Przyjęcie takich warunków było jednak problematyczne dla mówcy, który później wyznał: „Bez Jezusa nie mam przesłania”. Podobną prośbę do wyznawców Chrystusa wystosowano w pierwszych dniach chrześcijaństwa. Miejscowi przywódcy religijni doszli do wspólnego wniosku, że zabronią uczniom mówić o Jezusie (Dzieje Apostolskie 4:17). Apostołowie jednak nie zgodzili się. „Nie możemy nie mówić o tym, co widzieliśmy i słyszeliśmy”—odpowiedzieli (w. 20).

Twierdzenie, że wierzymy w Boga, lecz nie w Jego Syna, Jezusa Chrystusa, jest sprzeczne samo w sobie.

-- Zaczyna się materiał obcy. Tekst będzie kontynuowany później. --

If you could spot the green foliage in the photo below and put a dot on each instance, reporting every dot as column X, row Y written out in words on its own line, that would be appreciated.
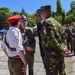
column 72, row 4
column 4, row 14
column 59, row 8
column 70, row 16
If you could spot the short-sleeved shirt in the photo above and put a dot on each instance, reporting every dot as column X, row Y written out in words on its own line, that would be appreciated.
column 14, row 39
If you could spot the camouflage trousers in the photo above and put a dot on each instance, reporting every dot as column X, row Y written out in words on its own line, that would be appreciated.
column 54, row 65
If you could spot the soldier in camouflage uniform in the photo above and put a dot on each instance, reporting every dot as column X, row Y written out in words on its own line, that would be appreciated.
column 39, row 26
column 28, row 43
column 52, row 43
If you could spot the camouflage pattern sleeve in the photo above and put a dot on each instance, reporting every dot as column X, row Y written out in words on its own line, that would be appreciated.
column 50, row 36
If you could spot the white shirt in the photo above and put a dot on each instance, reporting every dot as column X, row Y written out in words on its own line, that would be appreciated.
column 14, row 39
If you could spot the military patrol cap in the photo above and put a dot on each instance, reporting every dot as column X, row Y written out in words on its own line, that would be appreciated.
column 38, row 12
column 47, row 7
column 23, row 17
column 14, row 18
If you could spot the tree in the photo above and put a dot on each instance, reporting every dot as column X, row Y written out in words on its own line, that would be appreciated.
column 59, row 8
column 72, row 4
column 4, row 14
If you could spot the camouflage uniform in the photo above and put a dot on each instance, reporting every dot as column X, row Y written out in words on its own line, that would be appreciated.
column 52, row 43
column 28, row 40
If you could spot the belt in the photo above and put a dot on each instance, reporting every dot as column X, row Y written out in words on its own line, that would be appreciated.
column 16, row 57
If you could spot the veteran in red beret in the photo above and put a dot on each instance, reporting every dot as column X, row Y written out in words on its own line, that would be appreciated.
column 13, row 48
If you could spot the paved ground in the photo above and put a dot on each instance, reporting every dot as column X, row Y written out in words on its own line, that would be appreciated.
column 38, row 66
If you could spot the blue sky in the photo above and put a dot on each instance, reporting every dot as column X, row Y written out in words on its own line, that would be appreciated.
column 30, row 6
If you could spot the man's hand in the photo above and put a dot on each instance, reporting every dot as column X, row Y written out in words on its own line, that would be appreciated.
column 66, row 51
column 30, row 48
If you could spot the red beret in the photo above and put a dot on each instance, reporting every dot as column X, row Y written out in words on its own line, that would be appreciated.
column 14, row 18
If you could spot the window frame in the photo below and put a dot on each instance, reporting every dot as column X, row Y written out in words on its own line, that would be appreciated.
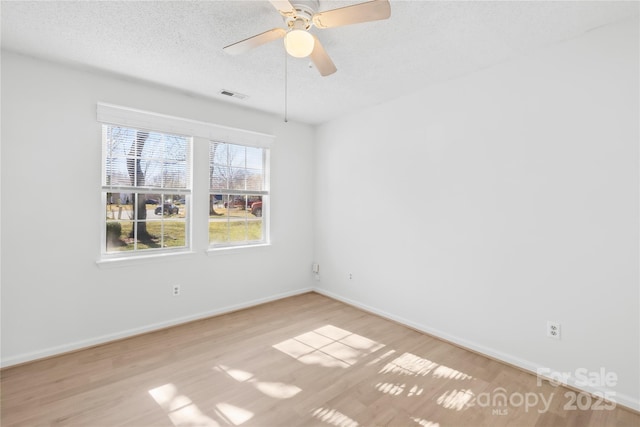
column 199, row 132
column 263, row 193
column 110, row 188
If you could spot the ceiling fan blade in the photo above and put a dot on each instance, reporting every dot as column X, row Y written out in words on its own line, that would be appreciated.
column 284, row 7
column 362, row 12
column 255, row 41
column 321, row 60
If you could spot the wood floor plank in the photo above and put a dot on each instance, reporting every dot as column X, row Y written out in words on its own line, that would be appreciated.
column 302, row 361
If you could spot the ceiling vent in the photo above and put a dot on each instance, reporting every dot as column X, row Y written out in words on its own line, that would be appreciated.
column 233, row 94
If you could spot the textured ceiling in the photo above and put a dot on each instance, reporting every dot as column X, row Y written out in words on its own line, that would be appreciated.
column 179, row 44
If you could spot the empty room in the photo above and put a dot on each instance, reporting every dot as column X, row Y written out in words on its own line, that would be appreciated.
column 320, row 213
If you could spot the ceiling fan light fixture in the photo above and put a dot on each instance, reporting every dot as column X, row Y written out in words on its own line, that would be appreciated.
column 299, row 43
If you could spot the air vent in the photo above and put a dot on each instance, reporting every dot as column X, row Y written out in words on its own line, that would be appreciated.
column 233, row 94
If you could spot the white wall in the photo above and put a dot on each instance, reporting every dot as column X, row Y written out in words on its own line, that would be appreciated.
column 480, row 208
column 54, row 296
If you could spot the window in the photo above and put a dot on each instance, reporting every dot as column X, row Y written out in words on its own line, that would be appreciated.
column 146, row 190
column 154, row 169
column 238, row 194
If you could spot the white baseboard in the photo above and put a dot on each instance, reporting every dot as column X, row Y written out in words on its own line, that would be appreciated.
column 527, row 365
column 78, row 345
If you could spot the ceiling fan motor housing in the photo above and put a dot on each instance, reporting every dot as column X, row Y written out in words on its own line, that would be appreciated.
column 303, row 17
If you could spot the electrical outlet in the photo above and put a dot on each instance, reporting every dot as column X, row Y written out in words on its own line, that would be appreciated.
column 553, row 330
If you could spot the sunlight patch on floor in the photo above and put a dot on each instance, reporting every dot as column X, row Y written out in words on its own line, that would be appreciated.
column 233, row 413
column 410, row 364
column 456, row 399
column 334, row 417
column 276, row 390
column 180, row 409
column 425, row 423
column 328, row 346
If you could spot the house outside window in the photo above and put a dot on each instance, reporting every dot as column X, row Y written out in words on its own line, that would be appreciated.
column 154, row 171
column 238, row 194
column 146, row 190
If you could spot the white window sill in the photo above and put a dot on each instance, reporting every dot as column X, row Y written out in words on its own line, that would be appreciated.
column 227, row 250
column 138, row 260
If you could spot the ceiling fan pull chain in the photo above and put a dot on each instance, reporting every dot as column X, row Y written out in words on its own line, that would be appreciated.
column 285, row 87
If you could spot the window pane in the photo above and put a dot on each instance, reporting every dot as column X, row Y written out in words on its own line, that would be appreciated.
column 237, row 155
column 145, row 221
column 254, row 158
column 117, row 236
column 219, row 176
column 139, row 158
column 233, row 218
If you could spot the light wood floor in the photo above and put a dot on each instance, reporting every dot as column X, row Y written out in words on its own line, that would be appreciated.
column 302, row 361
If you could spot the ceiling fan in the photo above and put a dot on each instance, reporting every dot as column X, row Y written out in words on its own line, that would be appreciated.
column 300, row 16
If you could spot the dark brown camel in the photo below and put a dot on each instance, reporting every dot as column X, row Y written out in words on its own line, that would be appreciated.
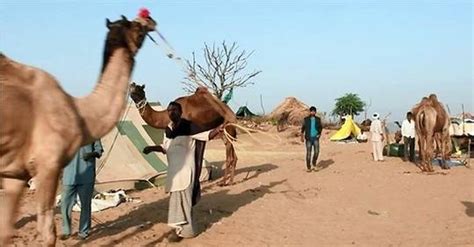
column 432, row 127
column 201, row 108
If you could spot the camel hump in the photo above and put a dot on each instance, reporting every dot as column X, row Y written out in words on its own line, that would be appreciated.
column 202, row 90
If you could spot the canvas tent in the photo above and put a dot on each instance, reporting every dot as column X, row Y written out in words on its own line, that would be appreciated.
column 349, row 128
column 244, row 112
column 123, row 162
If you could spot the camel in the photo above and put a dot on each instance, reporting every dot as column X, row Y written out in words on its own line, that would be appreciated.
column 432, row 126
column 201, row 108
column 42, row 126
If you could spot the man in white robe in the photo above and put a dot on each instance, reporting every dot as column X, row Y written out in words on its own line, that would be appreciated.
column 179, row 146
column 377, row 138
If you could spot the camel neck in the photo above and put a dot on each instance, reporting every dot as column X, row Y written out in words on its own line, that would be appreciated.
column 102, row 108
column 156, row 119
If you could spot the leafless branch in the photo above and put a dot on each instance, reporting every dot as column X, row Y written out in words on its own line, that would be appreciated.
column 222, row 70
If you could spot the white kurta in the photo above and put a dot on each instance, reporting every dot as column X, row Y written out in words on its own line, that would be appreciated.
column 408, row 128
column 181, row 164
column 376, row 131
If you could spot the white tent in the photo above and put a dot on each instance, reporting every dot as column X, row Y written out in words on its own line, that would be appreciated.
column 123, row 162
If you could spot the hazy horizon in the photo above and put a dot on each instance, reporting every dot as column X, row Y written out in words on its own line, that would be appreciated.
column 390, row 53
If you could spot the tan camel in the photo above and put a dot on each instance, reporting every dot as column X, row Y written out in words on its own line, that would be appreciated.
column 432, row 127
column 201, row 108
column 42, row 126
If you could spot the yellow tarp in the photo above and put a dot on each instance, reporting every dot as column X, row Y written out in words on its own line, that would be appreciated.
column 348, row 128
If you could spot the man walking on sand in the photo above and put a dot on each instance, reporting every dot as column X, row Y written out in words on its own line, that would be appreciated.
column 179, row 146
column 408, row 133
column 310, row 132
column 377, row 138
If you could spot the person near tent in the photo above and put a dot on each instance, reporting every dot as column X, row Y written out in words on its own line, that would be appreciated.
column 376, row 137
column 408, row 133
column 79, row 180
column 179, row 147
column 310, row 132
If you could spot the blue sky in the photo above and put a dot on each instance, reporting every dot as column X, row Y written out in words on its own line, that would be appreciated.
column 390, row 53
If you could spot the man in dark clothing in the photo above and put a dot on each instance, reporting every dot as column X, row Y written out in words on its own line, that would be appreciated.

W Ew. Jana 10:30 Jezus wyraźnie określa swój niepowtarzalny związek z Bogiem: „Ja i ojciec jedno jesteśmy”. Tym sposobem ustanowił swoją boskość. Z tego powodu mógł powiedzieć: „Wierzcie w Boga i we mnie wierzcie!” (Ew. Jana 14:1). Apostoł Paweł wiedział, że Jezus jest w swojej naturze Bogiem i równym Bogu (Filipian 2:6).

Nie musimy wstydzić się imienia Jezus, gdyż „nie ma w nikim innym zbawienia; albowiem nie ma żadnego innego imienia pod niebem danego ludziom, przez które moglibyśmy być zbawienni”. (Dzieje Apostolskie 4:12).